Tiga warga negara Indonesia yang memegang visa Specified Skilled Worker (特定技能) resmi debut sebagai sopir bus rute di Kota Toyota, Prefektur Aichi, pada akhir April. Ini menjadi kasus pertama di wilayah Chubu.
Selama ini, sopir bus asing dengan skema tersebut memang sudah ada di Jepang—terutama di wilayah Tokyo dan Osaka—dengan jumlah lebih dari 20 orang. Namun, di kawasan Chubu, kehadiran mereka menjadi yang pertama dan diharapkan bisa membantu mengatasi kekurangan sopir bus yang semakin serius.
Acara perkenalan digelar pada 1 Mei.
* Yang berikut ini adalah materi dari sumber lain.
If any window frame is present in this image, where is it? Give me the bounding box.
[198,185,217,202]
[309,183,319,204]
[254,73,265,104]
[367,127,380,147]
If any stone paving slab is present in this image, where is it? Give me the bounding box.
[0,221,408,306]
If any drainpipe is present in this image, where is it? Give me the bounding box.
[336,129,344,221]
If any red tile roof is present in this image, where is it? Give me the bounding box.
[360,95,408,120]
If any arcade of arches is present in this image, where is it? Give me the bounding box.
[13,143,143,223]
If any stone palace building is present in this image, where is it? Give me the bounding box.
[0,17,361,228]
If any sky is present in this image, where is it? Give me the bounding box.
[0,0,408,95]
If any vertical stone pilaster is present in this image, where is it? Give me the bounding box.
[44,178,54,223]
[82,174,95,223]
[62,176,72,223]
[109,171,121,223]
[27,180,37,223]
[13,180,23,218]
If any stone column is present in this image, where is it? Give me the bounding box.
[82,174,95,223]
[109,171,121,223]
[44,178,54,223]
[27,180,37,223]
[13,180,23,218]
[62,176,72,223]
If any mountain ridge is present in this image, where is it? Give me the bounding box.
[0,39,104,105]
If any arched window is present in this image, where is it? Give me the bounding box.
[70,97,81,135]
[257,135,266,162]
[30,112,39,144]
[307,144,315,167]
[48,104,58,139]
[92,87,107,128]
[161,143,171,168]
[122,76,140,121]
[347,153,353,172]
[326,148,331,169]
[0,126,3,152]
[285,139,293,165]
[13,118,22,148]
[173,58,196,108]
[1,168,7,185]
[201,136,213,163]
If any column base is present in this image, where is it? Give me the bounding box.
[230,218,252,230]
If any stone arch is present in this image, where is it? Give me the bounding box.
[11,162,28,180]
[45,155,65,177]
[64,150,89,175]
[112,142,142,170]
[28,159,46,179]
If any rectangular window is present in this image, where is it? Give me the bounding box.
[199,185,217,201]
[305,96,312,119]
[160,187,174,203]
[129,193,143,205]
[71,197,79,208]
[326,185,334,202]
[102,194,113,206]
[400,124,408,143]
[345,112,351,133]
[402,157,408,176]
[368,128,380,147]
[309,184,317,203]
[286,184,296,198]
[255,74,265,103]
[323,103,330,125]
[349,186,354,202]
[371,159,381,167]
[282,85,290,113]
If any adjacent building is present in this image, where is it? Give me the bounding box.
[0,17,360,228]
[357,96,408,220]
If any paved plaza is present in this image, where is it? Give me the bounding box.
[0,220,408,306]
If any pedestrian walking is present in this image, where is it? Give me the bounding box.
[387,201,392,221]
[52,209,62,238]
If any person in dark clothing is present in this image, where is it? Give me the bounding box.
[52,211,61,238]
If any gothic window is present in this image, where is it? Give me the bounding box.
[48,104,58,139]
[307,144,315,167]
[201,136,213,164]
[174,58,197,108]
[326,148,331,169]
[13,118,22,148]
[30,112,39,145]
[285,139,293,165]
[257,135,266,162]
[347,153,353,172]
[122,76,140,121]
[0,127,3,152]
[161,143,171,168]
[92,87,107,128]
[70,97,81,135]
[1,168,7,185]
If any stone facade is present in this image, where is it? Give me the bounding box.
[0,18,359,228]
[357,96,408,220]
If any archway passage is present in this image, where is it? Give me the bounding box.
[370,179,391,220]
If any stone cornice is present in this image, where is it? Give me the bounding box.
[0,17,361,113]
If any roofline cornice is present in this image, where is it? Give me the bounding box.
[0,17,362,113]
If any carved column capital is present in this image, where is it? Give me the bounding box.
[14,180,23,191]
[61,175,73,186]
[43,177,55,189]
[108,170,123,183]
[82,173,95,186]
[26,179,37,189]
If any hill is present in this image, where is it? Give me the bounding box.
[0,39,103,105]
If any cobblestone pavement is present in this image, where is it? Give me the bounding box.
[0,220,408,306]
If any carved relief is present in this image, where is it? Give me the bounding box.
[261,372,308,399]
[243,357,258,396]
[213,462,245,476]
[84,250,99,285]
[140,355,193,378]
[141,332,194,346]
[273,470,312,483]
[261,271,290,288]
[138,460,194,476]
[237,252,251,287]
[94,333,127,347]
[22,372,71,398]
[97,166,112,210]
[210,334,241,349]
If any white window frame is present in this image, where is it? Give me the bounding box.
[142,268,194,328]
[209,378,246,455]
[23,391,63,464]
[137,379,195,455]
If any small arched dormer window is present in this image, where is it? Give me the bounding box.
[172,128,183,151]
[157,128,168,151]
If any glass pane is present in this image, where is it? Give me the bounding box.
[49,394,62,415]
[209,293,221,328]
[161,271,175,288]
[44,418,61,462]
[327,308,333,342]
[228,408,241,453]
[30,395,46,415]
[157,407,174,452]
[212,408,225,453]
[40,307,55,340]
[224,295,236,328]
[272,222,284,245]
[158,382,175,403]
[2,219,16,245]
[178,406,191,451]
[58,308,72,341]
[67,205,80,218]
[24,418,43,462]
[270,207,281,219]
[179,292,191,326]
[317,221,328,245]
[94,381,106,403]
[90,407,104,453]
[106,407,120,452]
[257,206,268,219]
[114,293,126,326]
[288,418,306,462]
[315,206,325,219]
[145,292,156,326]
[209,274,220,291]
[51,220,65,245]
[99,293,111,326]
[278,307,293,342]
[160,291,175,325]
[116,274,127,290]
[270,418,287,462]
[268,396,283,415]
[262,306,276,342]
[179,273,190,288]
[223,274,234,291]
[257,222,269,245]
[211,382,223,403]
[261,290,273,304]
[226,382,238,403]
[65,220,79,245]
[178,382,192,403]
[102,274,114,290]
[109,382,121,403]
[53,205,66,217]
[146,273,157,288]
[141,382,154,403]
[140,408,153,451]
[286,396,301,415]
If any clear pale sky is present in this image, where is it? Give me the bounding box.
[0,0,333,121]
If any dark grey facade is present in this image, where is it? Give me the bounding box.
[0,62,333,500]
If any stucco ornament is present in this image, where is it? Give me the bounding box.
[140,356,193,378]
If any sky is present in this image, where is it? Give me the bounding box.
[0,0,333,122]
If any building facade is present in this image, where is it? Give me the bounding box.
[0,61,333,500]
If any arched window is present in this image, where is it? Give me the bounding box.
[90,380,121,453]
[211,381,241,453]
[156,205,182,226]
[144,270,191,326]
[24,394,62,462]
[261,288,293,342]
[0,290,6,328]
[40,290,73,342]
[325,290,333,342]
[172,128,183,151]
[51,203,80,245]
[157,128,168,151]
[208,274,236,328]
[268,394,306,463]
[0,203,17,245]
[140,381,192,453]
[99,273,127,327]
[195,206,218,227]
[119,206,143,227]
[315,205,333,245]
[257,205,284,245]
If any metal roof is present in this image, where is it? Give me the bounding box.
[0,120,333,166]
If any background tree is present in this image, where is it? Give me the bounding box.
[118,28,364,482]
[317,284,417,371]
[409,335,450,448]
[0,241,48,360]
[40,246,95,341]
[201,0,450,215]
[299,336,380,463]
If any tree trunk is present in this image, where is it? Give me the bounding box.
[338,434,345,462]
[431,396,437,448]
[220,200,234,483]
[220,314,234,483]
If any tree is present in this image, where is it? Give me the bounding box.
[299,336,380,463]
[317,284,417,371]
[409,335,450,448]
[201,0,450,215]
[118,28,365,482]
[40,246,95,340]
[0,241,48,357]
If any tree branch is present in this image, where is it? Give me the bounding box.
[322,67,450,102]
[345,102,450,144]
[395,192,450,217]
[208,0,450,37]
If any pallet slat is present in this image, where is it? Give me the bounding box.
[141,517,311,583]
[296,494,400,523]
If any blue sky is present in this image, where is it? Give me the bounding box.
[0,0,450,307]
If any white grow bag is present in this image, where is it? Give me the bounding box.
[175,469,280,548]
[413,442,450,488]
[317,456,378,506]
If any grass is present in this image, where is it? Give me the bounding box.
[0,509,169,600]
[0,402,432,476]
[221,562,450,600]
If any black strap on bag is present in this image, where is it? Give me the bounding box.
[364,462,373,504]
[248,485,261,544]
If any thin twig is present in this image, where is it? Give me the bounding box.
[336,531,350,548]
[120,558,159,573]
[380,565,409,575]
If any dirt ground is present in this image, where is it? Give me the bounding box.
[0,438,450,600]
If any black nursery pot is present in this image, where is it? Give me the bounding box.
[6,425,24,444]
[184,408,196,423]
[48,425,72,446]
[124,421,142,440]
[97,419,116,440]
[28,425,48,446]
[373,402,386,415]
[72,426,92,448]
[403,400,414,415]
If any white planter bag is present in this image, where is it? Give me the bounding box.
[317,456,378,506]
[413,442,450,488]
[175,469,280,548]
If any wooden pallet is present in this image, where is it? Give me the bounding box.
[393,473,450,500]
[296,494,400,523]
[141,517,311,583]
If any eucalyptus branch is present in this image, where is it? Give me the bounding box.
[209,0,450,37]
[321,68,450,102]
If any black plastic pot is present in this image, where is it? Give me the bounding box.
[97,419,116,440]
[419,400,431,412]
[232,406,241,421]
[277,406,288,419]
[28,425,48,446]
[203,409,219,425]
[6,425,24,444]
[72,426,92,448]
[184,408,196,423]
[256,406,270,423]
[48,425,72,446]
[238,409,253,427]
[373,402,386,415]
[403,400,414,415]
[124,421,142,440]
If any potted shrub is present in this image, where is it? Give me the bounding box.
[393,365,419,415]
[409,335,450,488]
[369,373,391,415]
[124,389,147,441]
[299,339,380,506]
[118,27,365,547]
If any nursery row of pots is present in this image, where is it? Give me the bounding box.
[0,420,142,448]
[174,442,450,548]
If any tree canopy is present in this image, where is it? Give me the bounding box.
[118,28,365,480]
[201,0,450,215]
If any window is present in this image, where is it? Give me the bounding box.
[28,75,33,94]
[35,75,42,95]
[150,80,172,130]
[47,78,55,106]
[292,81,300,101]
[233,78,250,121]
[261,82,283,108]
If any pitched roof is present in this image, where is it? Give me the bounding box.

Salah satu sopir, Azzam Al Antar (30), mengungkapkan kegembiraannya, “Saya sangat senang bisa menjadi sopir. Tanggung jawabnya besar, tapi ini pekerjaan yang sangat berarti.”
Saat mulai bertugas, ia terlihat melakukan pengecekan keselamatan dengan teliti, lalu memberikan pengumuman kepada penumpang dalam bahasa Jepang yang lancar, meminta mereka tetap duduk hingga pintu bus terbuka demi mencegah kecelakaan.
Perwakilan otoritas transportasi setempat menyebut kehadiran sopir asing ini sebagai langkah besar untuk menjaga layanan transportasi publik di daerah.
Ketiga WNI tersebut kini bekerja sebagai sopir bus rute di Meitetsu Bus dan diharapkan dapat menjadi bagian penting dalam menjaga mobilitas masyarakat di tengah krisis tenaga kerja di Jepang.